James Coleman, Jr. v. The United States of America, Bureau of Indian Affairs

715 F.2d 1156
CourtCourt of Appeals for the Seventh Circuit
DecidedAugust 23, 1983
Docket82-2630
StatusPublished
Cited by14 cases

This text of 715 F.2d 1156 (James Coleman, Jr. v. The United States of America, Bureau of Indian Affairs) is published on Counsel Stack Legal Research, covering Court of Appeals for the Seventh Circuit primary law. Counsel Stack provides free access to over 12 million legal documents including statutes, case law, regulations, and constitutions.

Bluebook
James Coleman, Jr. v. The United States of America, Bureau of Indian Affairs, 715 F.2d 1156 (7th Cir. 1983).

Opinion

DUMBAULD, Senior U.S. District Judge.

Plaintiffs-appellants are descendants of Creek Indians. They allege breach by the United States of its trusteeship of Indian lands held for the Creek nation. Most of the land (2,997,114 acres) was distributed to individual Creeks (and freedmen, of mixed blood, partly Creek). Appellants’ ancestors duly received their allotments. Appellants’ alleged grievance relates to disposition of 65,965 acres which were not allotted to individuals. Of these 65,805 have subsequently been sold, and appellants claim that inadequate consideration was received. It is also alleged that the United States permitted the State of Oklahoma to obtain Creek land without compensation, and that by improperly increasing the number of persons enrolled in the Creek tribe and making allotments to them the United States dissipated the surplus land.

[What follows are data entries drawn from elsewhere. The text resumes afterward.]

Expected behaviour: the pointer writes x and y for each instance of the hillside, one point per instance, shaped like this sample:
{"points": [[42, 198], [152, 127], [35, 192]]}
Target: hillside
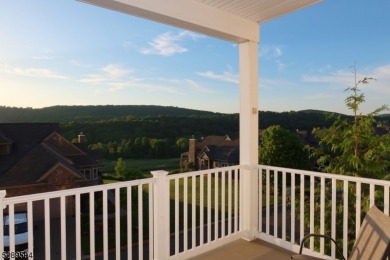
{"points": [[63, 114]]}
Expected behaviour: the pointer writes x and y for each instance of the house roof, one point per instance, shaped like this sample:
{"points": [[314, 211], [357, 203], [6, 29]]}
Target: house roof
{"points": [[37, 148], [220, 148], [28, 171], [25, 137]]}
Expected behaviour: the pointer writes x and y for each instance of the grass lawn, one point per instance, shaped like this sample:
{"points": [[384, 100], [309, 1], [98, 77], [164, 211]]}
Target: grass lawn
{"points": [[144, 165], [172, 205]]}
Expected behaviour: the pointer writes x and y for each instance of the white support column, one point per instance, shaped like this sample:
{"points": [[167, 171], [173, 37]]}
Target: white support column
{"points": [[3, 193], [249, 128], [161, 215]]}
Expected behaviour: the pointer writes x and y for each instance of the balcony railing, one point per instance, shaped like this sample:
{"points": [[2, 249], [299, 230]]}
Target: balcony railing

Whether the District Court for the Northern District of Illinois has jurisdiction to consider the merits of these alleged breaches of trust and to award appellants an accounting in the form of pecuniary damages is the question at issue in the case at bar. The District Court, 546 F.Supp. 515, held that it did not have jurisdiction. We affirm, for reasons hereinafter elaborated. To explain the questions involved will necessitate learning “more than you ever wanted to know,” as the little girl said of some other subject, about American Indians and their tribal lands. 1

Government policy towards Indians and applicable legal enactments have been subject to many fluctuations over the course' of time. The Declaration of Independence speaks of “the merciless Indian savages, whose known Rule of Warfare, is an undistinguished Destruction, of all Ages, Sexes and Conditions.” The frontier inhabitants of Western Pennsylvania deemed themselves aggrieved by the parsimonious unwillingness of Quaker merchants in Phildelphia to pay taxes sufficient for effective defense against Indian incursions. In his Notes on the State of Virginia, Thomas Jefferson referred to the detrimental effect on the Indians of spirituous liquors, pox, and diminution of available land to “a people who live principally on the spontaneous productions of nature.” 2 War and hunting occupied the men of the tribe; domestic drudgery was the lot of the women. 3 However, Jefferson noted, “That the lands of this country were taken from them by conquest, is not so general a truth as is supposed.” 4 Voluntary sales largely accounted for the contraction of tribal territory.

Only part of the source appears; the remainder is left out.